Citing the 1992 discovery of a planet orbiting a star other than our Sun, he said: “That makes the coincidences of our planetary conditions – the single Sun, the lucky combination of Earth-Sun distance and solar mass – far less remarkable, and far less compelling as evidence that the Earth was carefully designed just to please us human beings.”

He adds: “Because there is a law such as gravity, the universe can and will create itself from nothing. “Spontaneous creation is the reason there is something rather than nothing, why the universe exists, why we exist. It is not necessary to invoke God to light the blue touch paper and set the universe going.”

Disappointingly for us mere mortals, Hawking chose not to expand this statement beyond clarifying that he was not making a ‘God is dead’-style claim; more indicating that God was simply a name for existing laws and phenomena. [I think…].

Not being a cosmologist, I was rather lost when Hawking went through the finer points of black holes, singularities and space-time. Fascinating for scientists and non-scientists alike however was hearing how his interests and mind developed. Born in Oxford to intellectual parents, he was unable to read until the age of 8, though he loved building systems with his trainsets and was later given the nickname ‘Einstein’ at school. He moved to and remained in North London (Highgate, Hendon and St. Albans) through his childhood and adolescence, losing the battle with his father to specialise in mathematics at the age of 17. This was the last formal tuition in maths he would receive. He would go on to be Lucasian Professor of Mathematics at Cambridge.

Hawking told the audience that during his undergrad days at Oxford, his lax habits resulted in a borderline degree classification between a 2,1 and a first. Up in front of the board, he told examiners that he would remain in Oxford if he got a 2,1, and go to Cambridge if he got a first. “They gave me a first,” he said.

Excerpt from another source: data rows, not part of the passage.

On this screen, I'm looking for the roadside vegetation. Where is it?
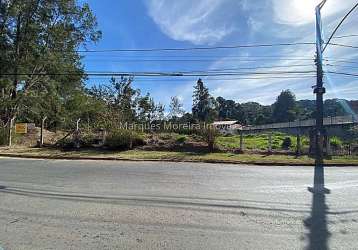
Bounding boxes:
[0,0,358,165]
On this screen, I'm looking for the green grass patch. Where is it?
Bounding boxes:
[0,148,358,165]
[216,133,309,150]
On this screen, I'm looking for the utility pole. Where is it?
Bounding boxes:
[313,0,327,164]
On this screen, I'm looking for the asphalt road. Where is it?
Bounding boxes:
[0,158,358,250]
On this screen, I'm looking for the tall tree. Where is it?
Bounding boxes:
[111,76,140,121]
[169,96,185,120]
[272,90,297,122]
[0,0,101,125]
[192,79,212,121]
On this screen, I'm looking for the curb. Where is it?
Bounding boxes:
[0,153,358,167]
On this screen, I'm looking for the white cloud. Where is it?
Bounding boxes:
[147,0,239,44]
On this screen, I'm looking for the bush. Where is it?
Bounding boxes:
[200,127,219,152]
[176,135,186,143]
[281,137,292,149]
[57,137,75,149]
[330,136,343,149]
[105,129,144,149]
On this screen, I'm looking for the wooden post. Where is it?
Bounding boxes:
[75,118,81,148]
[40,116,47,147]
[296,132,301,156]
[268,132,272,153]
[326,134,332,156]
[8,117,15,147]
[240,131,244,152]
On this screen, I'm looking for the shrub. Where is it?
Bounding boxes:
[200,127,219,152]
[105,129,144,149]
[330,136,343,149]
[281,137,292,149]
[57,137,75,149]
[176,135,186,143]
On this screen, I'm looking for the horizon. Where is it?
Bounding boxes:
[82,0,358,110]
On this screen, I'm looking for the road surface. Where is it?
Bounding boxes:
[0,158,358,250]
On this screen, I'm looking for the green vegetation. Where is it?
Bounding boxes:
[105,129,144,149]
[217,133,309,150]
[0,148,358,165]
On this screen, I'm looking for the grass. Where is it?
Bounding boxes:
[216,133,309,150]
[0,148,358,165]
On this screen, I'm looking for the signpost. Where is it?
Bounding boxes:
[15,123,27,134]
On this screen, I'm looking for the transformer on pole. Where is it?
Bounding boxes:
[313,0,327,164]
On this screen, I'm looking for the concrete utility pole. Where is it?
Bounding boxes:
[40,116,47,147]
[313,0,327,163]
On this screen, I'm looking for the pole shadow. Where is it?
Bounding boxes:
[304,163,330,250]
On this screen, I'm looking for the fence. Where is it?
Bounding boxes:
[0,124,9,146]
[242,115,358,131]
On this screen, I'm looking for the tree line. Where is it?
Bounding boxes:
[0,0,357,132]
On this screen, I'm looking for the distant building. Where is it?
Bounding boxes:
[213,121,242,134]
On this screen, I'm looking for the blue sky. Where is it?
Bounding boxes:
[83,0,358,110]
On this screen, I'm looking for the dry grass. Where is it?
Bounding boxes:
[0,148,358,165]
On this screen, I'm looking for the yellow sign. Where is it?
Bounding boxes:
[15,123,27,134]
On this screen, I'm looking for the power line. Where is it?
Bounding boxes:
[326,71,358,77]
[325,43,358,49]
[2,70,315,77]
[89,75,315,82]
[333,34,358,39]
[322,3,358,52]
[86,64,314,74]
[77,42,315,53]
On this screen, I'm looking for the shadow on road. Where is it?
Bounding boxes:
[304,164,330,250]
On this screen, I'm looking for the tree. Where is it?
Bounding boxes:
[169,96,185,120]
[272,90,297,122]
[111,76,138,122]
[192,79,213,122]
[216,97,244,123]
[137,93,155,122]
[0,0,101,126]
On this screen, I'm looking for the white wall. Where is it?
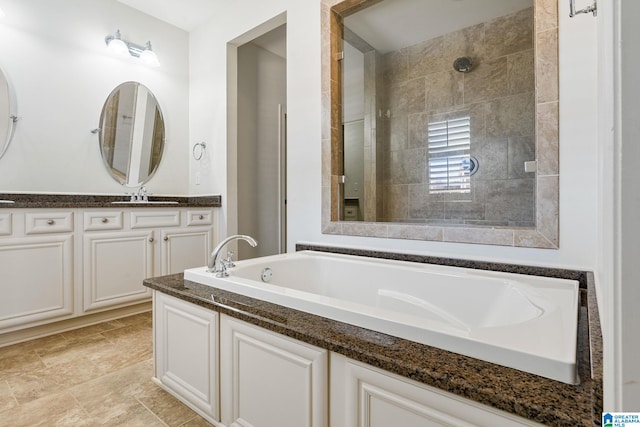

Citing the field as ‘ripe for development’, Hawking focused his efforts on gravitational physics while at Cambridge. He was diagnosed with motor neurone disease soon after – and credits the illness with giving him the drive needed to make his work exceptional: “When you are faced with the possibility of an early death, it makes you realise that life is worth living, and that there are lots of things you want to do.” (There was a long hush at this point).

In The Grand Design, Hawking claims to have found the unifying theory which Einstein and all subsequent physicists have been seeking. This should have been the most riveting part of the lecture, yet I found it the least convincing. Perhaps that’s why Hawking chose to distribute the book at the end of his lecture, rather than explain it to a lay audience in ten minutes. If true, however, the discovery of M Theory will end a search which has been going on for 2,000 years.

Asked whether he foresaw a time when man would know everything there is to know about the physical universe, Hawking simply replied, ‘I hope not’.

Before going to the Hawking lecture, I saw this from XKCD. Though amusing, I think the point it makes is a good one – it’s good to encourage intelligence, dangerous to revere it.